So why has Australian politics got so crazy? And does it even matter, given that the country is still considered to be one of the best places in the world to live?
1. Three-year terms
While most established and emerging democracies have four or five-year terms between elections, in Australia federal elections must be held every three years.
However, the actual length of government terms is even shorter - about 32 months on average since 1990, according to the University of Melbourne.
Advocates say this gives the electorate more control over politics.
But critics say this means that the next election is always in sight, encouraging MPs to focus more on their own short-term political survival and less on what's best for the country in the longer term.
They argue it could also increase voter apathy.
Writing in the Sydney Morning Herald newspaper, former ambassador to Israel Dave Sharma said he had served four different prime ministers, external during his four-year posting from 2013 to 2017 - Julia Gillard, Kevin Rudd, Tony Abbott and Mr Turnbull. Two of those, Ms Gillard and Mr Abbott, were removed in party coups.
Mr Sharma said it showed a "structural flaw" and called for the constitution to be changed.

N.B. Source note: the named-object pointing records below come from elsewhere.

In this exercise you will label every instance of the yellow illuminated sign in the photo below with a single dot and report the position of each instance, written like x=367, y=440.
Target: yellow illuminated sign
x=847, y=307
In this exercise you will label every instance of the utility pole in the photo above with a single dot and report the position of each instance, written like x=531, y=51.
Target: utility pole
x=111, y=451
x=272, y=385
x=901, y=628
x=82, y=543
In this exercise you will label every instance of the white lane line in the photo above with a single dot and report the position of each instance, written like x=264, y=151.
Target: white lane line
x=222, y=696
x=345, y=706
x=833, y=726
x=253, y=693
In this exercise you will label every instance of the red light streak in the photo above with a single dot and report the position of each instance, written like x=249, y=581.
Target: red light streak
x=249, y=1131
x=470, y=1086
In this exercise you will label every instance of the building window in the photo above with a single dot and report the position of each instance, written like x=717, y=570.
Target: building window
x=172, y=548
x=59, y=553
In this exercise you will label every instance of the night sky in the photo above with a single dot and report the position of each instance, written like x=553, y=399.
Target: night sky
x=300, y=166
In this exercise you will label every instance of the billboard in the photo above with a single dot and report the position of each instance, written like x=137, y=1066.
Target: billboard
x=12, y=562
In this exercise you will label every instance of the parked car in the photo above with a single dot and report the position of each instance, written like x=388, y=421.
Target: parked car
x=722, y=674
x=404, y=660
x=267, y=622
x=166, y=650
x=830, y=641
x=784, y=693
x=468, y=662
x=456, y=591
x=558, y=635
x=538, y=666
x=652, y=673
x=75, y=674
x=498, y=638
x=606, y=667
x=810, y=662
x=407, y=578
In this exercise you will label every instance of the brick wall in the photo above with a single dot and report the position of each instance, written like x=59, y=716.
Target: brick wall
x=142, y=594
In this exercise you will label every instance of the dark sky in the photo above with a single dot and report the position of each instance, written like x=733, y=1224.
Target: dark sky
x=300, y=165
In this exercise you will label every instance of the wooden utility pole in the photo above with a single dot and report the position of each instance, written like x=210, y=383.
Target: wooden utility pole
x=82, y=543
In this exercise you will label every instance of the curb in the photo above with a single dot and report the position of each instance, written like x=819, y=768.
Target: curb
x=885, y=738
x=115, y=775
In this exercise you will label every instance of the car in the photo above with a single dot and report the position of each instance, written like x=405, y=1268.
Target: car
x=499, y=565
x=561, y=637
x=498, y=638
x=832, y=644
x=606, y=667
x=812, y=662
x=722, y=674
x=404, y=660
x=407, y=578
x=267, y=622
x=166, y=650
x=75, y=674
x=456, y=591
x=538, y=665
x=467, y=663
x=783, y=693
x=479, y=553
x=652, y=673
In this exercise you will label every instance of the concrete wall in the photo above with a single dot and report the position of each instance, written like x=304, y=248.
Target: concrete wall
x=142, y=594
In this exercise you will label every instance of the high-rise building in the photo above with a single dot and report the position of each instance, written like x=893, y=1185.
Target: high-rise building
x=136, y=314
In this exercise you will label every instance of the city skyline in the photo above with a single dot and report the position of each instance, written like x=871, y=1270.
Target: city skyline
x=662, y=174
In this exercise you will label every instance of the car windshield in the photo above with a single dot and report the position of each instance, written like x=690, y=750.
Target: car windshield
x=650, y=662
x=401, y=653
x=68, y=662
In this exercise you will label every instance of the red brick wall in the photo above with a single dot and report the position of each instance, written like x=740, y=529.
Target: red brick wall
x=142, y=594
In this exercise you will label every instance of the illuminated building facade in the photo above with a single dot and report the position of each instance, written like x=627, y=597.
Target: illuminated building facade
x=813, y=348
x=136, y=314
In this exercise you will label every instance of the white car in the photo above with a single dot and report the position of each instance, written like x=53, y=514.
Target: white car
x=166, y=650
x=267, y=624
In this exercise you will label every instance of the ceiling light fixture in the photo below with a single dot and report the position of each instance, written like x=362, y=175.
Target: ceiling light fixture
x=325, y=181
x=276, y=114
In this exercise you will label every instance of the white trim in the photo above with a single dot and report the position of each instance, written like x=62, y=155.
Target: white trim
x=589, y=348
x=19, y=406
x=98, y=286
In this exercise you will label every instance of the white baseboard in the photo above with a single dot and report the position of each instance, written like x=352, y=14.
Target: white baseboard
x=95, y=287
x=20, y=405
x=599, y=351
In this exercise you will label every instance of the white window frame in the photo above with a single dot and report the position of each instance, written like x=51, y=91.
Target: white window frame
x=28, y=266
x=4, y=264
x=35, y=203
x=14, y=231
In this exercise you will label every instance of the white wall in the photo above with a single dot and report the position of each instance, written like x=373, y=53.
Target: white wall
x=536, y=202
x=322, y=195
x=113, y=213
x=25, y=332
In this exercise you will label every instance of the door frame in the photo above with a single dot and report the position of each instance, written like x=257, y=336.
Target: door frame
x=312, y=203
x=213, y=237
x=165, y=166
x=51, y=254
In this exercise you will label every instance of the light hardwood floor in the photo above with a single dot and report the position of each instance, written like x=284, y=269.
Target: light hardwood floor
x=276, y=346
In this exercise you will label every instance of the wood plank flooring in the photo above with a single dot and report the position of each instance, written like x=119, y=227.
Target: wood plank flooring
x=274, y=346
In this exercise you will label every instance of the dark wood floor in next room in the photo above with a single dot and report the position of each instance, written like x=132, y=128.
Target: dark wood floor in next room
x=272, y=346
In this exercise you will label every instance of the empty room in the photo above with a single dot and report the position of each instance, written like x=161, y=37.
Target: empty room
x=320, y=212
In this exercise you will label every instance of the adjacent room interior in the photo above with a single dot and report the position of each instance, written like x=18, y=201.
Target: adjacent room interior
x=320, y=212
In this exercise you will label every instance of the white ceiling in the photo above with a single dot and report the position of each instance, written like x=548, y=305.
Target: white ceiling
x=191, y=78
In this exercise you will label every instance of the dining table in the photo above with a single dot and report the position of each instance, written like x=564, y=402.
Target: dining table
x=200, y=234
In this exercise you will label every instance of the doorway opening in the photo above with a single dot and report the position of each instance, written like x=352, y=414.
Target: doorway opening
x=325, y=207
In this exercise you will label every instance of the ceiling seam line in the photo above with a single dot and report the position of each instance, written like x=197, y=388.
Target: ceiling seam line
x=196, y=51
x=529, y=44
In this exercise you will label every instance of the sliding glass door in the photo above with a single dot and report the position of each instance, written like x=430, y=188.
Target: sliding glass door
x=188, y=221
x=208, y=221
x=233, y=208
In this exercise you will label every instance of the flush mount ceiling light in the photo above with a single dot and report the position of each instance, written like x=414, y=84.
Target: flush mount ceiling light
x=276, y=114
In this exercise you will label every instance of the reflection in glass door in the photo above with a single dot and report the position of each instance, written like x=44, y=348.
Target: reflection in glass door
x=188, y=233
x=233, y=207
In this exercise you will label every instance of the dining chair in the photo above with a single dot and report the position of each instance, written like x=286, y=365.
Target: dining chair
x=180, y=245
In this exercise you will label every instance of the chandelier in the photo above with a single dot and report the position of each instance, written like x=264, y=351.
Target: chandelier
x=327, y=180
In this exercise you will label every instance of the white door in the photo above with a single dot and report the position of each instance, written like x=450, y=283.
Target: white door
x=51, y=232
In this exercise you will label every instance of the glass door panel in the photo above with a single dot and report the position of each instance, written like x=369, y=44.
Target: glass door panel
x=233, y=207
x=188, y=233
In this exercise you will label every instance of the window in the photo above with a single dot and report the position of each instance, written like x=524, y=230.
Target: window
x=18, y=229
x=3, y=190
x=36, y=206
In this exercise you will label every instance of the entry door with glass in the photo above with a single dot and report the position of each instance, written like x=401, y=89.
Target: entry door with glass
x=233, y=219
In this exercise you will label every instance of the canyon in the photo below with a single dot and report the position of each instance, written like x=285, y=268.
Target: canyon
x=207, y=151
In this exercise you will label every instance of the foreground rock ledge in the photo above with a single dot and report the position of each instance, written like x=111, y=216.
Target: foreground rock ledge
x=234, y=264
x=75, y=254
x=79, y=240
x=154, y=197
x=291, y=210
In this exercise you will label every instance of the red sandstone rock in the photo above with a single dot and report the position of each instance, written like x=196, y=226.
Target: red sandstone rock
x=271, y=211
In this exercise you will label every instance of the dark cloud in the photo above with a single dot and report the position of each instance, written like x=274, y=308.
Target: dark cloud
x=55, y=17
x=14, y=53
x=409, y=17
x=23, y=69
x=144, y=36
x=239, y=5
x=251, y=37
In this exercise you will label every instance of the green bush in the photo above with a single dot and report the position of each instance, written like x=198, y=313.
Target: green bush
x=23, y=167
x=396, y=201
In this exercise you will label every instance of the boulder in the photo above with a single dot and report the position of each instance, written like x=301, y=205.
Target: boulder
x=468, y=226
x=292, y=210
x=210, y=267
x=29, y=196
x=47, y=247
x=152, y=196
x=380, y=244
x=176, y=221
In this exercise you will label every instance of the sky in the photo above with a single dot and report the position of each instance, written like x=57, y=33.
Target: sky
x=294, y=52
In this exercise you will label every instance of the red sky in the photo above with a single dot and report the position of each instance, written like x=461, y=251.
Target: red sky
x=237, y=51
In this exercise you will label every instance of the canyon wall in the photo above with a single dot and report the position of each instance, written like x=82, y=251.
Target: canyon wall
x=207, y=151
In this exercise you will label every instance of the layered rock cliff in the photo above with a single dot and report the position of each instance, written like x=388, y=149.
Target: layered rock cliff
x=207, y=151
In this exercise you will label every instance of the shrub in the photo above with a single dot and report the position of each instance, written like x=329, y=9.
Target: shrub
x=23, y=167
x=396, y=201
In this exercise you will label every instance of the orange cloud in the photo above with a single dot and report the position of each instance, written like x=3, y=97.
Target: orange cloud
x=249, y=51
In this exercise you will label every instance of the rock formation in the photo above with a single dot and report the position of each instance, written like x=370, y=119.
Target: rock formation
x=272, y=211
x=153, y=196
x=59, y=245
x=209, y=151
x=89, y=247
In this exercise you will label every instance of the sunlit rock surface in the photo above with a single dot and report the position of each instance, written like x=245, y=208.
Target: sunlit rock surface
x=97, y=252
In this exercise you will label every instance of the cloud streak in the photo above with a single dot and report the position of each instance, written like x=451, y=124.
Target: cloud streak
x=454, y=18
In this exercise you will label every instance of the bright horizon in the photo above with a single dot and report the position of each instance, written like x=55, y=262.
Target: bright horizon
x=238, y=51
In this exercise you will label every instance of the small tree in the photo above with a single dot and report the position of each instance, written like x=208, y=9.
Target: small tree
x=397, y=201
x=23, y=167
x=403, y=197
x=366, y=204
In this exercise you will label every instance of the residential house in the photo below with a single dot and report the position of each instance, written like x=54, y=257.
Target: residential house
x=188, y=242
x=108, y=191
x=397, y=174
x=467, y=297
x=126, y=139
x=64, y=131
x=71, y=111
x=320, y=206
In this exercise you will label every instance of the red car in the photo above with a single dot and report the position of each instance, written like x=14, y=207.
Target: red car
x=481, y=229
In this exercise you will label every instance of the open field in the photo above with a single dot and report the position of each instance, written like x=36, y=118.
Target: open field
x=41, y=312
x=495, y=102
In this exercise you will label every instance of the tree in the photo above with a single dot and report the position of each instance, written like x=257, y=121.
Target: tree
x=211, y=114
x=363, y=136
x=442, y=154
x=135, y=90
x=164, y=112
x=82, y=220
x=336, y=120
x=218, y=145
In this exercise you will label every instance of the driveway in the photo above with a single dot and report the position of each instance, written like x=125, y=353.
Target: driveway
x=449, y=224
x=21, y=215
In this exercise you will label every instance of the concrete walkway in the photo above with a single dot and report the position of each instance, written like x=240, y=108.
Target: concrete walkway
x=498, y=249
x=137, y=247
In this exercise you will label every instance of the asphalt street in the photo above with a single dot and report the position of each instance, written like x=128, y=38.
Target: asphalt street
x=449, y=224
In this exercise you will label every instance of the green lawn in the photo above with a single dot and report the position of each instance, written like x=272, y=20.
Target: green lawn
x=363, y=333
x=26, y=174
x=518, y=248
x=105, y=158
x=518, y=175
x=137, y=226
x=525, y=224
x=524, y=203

"Our politicians, by proving themselves so willing to depose sitting prime ministers without reference to the electorate, have shattered a norm on which much of the stability of the Australian political system rested," he wrote.
2. Relentless news pressure
The recent spate of coups started in 2010, when Prime Minister Kevin Rudd from the Labor party was deposed by Julia Gillard (he had his revenge three years later, but lost an election just three months after that).
This first unseating coincided with an increasingly narrow focus by MPs on opinion polls, external driven by a 24-hour news cycle, Bloomberg reported.
The focus on polling has been to the detriment of other issues, which in turn has seen the two main parties lose votes to a small but growing group of minor parties and independents, who have then made it harder to pass legislation, Bloomberg said.
This time around news organisations themselves have become part of the story, with one chief political correspondent accusing a swathe of right-wing media of exhorting MPs behind the scenes to bring down Mr Turnbull. His rant went viral.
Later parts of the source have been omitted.